In some cases, robots could be used to handle spikes in online orders during the peak holiday shopping season. UPS, for example, typically hires and trains 100,000 temporary workers to handle increased shipments during the holidays.

Herrig added that in warehouse logistics, where the work can be hard and low-paying, the biggest labor issue companies face is retention.

“There might be jobs that go away, but the people in those jobs will be doing something else,” Herrig said. “All these robots need engineers to build them,” technicians to maintain them, software engineers to develop the systems.

Over the long term, robots could vastly transform the nature of warehouse work and human involvement in the work.

Cesarone, at UPS, said during the company’s investor day: “We’re working really hard towards a ‘lights out’ facility here at UPS,” referencing the concept of a fully-automated facility that does not rely on human labor and does not need lights on to function.

Some say it will be years before that’s a widespread reality across the industry.

“You will always need a high degree of oversight of any of those systems,” Sammon said. There’s also a lot of variability in logistics that makes it difficult for many companies to go fully “lights out,” he said.

“The lion’s share of things that get distributed through distribution centers and warehouses … the product mix is changing all the time, and so those kinds of companies are not interested in making a multimillion-dollar investment in trying to get every human out of the place,” Sammon said.

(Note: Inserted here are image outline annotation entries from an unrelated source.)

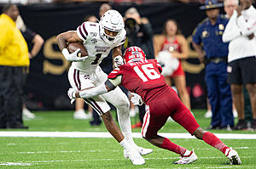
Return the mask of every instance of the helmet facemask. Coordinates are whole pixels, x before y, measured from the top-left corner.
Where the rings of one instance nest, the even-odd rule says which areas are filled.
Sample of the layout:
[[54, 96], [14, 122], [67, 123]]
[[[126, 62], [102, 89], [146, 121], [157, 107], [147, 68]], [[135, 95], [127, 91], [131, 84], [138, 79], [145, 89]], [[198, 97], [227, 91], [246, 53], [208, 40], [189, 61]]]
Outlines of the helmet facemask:
[[124, 61], [125, 64], [131, 62], [143, 61], [146, 59], [146, 54], [139, 47], [130, 47], [125, 51]]
[[101, 37], [108, 43], [115, 43], [124, 29], [121, 14], [116, 10], [108, 10], [100, 21]]

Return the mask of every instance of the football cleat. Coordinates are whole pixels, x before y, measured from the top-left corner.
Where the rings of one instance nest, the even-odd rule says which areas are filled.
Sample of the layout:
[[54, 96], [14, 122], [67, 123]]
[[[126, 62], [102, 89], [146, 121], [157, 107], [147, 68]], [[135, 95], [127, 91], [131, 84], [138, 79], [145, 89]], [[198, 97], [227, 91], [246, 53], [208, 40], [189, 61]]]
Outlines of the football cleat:
[[[152, 149], [145, 149], [143, 147], [137, 147], [138, 149], [135, 149], [141, 155], [146, 155], [153, 152]], [[124, 157], [128, 158], [128, 154], [126, 149], [124, 149]]]
[[228, 157], [229, 161], [230, 161], [230, 165], [241, 164], [237, 152], [235, 149], [232, 149], [232, 148], [226, 149], [225, 155]]
[[178, 161], [173, 162], [173, 164], [189, 164], [195, 161], [196, 160], [197, 156], [193, 150], [189, 155], [182, 155], [182, 157]]
[[92, 115], [91, 113], [88, 113], [86, 114], [84, 110], [83, 109], [80, 109], [77, 111], [74, 112], [73, 114], [73, 118], [74, 119], [91, 119], [92, 118]]
[[143, 157], [137, 152], [137, 150], [131, 147], [131, 149], [126, 151], [127, 158], [131, 161], [133, 165], [143, 165], [145, 164], [145, 161]]
[[22, 109], [22, 117], [24, 119], [34, 119], [36, 117], [35, 114], [32, 114], [28, 109]]

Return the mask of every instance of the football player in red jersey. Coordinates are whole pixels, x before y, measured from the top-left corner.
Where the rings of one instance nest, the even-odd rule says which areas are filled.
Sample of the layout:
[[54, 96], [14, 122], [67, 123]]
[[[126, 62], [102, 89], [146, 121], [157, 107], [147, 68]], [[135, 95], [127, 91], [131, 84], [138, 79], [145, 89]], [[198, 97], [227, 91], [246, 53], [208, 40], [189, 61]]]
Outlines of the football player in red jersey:
[[179, 154], [182, 157], [175, 164], [189, 164], [197, 160], [195, 153], [179, 146], [168, 138], [157, 134], [171, 116], [176, 122], [183, 127], [191, 135], [222, 151], [230, 160], [230, 164], [241, 164], [237, 152], [226, 146], [220, 139], [210, 132], [200, 127], [189, 110], [181, 102], [176, 92], [165, 82], [160, 75], [162, 70], [155, 59], [145, 59], [145, 54], [138, 47], [131, 47], [124, 54], [124, 62], [119, 59], [119, 67], [109, 75], [105, 84], [96, 87], [76, 92], [69, 89], [71, 99], [76, 98], [91, 98], [114, 89], [123, 85], [132, 93], [141, 96], [147, 105], [144, 122], [142, 128], [143, 137], [152, 144]]

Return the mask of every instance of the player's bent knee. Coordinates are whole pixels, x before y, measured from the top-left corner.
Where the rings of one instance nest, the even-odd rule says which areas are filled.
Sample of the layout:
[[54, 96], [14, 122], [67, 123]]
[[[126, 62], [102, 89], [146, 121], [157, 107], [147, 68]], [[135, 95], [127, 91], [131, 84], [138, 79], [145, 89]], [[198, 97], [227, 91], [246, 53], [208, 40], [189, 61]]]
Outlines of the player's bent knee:
[[204, 135], [204, 133], [207, 132], [207, 131], [205, 131], [204, 129], [202, 129], [201, 127], [198, 127], [193, 133], [193, 135], [195, 135], [195, 137], [198, 139], [202, 139], [202, 137]]
[[122, 110], [129, 110], [130, 109], [130, 103], [128, 99], [121, 99], [116, 104], [115, 107], [117, 109], [122, 109]]

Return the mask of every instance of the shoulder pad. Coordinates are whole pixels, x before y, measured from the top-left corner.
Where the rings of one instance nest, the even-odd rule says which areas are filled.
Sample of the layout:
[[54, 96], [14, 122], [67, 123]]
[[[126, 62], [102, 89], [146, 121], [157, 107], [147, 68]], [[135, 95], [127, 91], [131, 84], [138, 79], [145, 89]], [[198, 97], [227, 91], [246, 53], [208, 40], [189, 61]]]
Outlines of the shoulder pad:
[[120, 33], [119, 39], [118, 40], [117, 46], [120, 46], [125, 42], [126, 40], [126, 31], [125, 29], [122, 30]]

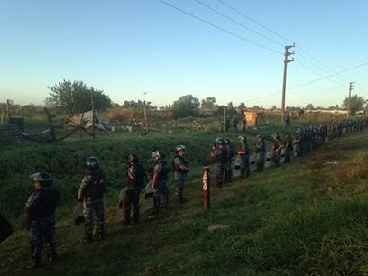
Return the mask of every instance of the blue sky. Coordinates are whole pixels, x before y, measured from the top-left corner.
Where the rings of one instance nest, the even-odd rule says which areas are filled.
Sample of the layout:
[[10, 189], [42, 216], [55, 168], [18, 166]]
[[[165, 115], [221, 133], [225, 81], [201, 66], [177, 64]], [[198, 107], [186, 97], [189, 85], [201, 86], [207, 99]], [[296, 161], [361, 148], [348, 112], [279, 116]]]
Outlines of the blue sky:
[[[290, 41], [216, 0], [200, 1], [277, 43], [195, 0], [165, 1], [276, 53], [158, 0], [0, 0], [0, 102], [41, 104], [48, 86], [70, 79], [103, 89], [117, 103], [145, 98], [164, 106], [192, 94], [219, 104], [281, 106], [275, 93], [281, 87], [281, 45]], [[366, 0], [224, 2], [301, 47], [289, 63], [289, 88], [368, 62]], [[341, 104], [349, 81], [368, 98], [365, 65], [291, 88], [287, 106]]]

The Teamsters union, which represents warehouse workers at UPS, under its labor contract with UPS has a “Committee on Technological Change.”

“Technology will always evolve and companies like UPS will try to implement it, which is why there need to be checks and balances to make sure it’s not at the expense of workers,” the Teamsters spokeswoman Kara Deniz said in a written statement. “Under our contract, if a technological change creates new work that replaces, enhances or modifies bargaining unit work, Teamsters will perform that work and be provided with the training to utilize the new technology, if necessary.”

Automation in warehouses

One of the concerns about robots has been safety risks of having large automated machines moving around near people.

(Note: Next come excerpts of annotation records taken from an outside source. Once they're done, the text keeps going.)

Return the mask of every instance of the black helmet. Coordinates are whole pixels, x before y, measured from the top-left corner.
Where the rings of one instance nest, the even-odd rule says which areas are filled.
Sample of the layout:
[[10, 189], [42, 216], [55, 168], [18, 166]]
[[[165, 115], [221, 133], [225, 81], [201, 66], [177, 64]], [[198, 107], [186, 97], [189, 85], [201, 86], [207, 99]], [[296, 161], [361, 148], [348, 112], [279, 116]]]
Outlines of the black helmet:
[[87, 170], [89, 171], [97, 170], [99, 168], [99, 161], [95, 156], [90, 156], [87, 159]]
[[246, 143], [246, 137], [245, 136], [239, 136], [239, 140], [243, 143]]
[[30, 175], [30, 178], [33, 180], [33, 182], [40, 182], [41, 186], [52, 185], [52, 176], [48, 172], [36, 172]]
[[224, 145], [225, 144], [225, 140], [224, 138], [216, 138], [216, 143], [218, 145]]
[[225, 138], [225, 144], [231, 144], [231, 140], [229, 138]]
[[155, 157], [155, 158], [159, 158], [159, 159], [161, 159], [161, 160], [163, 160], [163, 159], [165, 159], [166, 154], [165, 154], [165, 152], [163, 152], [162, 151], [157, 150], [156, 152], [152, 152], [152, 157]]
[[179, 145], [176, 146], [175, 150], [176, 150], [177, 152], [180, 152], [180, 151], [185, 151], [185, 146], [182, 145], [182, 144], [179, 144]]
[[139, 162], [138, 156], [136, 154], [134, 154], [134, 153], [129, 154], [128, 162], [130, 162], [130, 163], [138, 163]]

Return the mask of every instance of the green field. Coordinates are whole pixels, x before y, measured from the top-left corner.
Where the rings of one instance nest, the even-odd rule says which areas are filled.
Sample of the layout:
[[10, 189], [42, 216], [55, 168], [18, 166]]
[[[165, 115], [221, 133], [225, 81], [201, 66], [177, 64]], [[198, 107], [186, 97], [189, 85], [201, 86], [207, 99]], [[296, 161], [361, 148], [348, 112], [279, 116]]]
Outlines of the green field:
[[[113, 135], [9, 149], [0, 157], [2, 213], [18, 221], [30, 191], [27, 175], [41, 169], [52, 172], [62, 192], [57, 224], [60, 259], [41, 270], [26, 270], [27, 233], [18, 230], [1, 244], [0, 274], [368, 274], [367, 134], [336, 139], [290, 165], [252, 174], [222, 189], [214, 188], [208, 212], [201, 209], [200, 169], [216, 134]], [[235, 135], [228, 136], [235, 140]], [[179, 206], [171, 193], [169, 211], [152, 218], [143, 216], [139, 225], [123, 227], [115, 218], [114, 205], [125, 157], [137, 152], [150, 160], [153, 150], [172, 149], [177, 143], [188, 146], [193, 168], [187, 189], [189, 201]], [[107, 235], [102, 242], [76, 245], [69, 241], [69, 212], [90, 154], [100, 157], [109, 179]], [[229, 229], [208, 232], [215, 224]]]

The reliability has improved, industry proponents say.

Still, reliability of these complex systems is always a concern, Sammon said. “The more technical that systems become, the more important it is to have maintenance departments that are capable of fixing that equipment when it goes down,” he said.

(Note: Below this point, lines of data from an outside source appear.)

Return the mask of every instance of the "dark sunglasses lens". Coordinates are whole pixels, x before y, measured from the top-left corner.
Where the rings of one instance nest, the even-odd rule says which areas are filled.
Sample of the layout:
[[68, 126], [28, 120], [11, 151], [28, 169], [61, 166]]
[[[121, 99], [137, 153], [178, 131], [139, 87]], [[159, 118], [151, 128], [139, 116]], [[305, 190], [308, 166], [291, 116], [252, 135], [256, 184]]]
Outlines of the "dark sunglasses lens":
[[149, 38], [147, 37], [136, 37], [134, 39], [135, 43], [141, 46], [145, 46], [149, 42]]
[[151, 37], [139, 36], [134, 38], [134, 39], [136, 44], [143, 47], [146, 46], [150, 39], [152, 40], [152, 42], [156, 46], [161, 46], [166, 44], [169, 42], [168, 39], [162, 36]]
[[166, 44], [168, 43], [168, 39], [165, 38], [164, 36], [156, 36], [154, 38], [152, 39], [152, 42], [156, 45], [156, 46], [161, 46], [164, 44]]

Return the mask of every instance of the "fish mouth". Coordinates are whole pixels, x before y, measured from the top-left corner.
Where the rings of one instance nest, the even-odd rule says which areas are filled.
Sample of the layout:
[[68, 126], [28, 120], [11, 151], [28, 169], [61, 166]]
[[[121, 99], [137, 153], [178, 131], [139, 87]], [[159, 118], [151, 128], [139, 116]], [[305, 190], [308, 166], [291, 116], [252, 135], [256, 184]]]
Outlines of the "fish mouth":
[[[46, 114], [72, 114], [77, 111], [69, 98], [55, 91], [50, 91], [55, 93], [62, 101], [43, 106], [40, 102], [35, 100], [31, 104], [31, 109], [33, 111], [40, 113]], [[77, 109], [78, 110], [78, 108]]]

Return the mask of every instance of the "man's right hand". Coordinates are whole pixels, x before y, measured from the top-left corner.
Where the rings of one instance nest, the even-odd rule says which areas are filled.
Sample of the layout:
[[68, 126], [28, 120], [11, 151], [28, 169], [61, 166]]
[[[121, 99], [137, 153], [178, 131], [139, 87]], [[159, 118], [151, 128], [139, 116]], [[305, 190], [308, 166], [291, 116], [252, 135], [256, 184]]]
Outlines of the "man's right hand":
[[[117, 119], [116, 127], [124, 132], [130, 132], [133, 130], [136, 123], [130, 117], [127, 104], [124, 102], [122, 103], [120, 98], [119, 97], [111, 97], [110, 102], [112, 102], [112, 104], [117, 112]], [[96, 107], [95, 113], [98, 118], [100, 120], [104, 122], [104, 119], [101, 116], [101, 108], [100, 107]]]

Industry proponents emphasize robotics also can make logistics work more tolerable for the people who are doing it.

A Cushman & Wakefield report in May said there are nearly 132,000 warehouse jobs in the area of greater metro Atlanta stretching out to Rome, Gainesville, Dalton, Calhoun and LaGrange, with average wages in the $22 range. Despite robotics, warehouse employment is still expected to grow 4.7% over the next five years.

In distribution centers, which may have bay doors open for deliveries and pickups and may not be air-conditioned, having workers in one place with robots bringing goods to them means “they’ve got the ability to be in an area where maybe a fan is blowing on them so they’re nice and cool,” said Randolph.

A screen that directs the worker how to prepare an order “kind of gamifies” the process, he said, adding that can also make it easier and quicker to train new employees or hire temporary workers.

“They can learn it in just a few minutes and become highly productive,” Randolph said. “And that’s important for getting orders out the door.”

Editor’s note: This article has been updated to correct the location of Geekplus’ offices.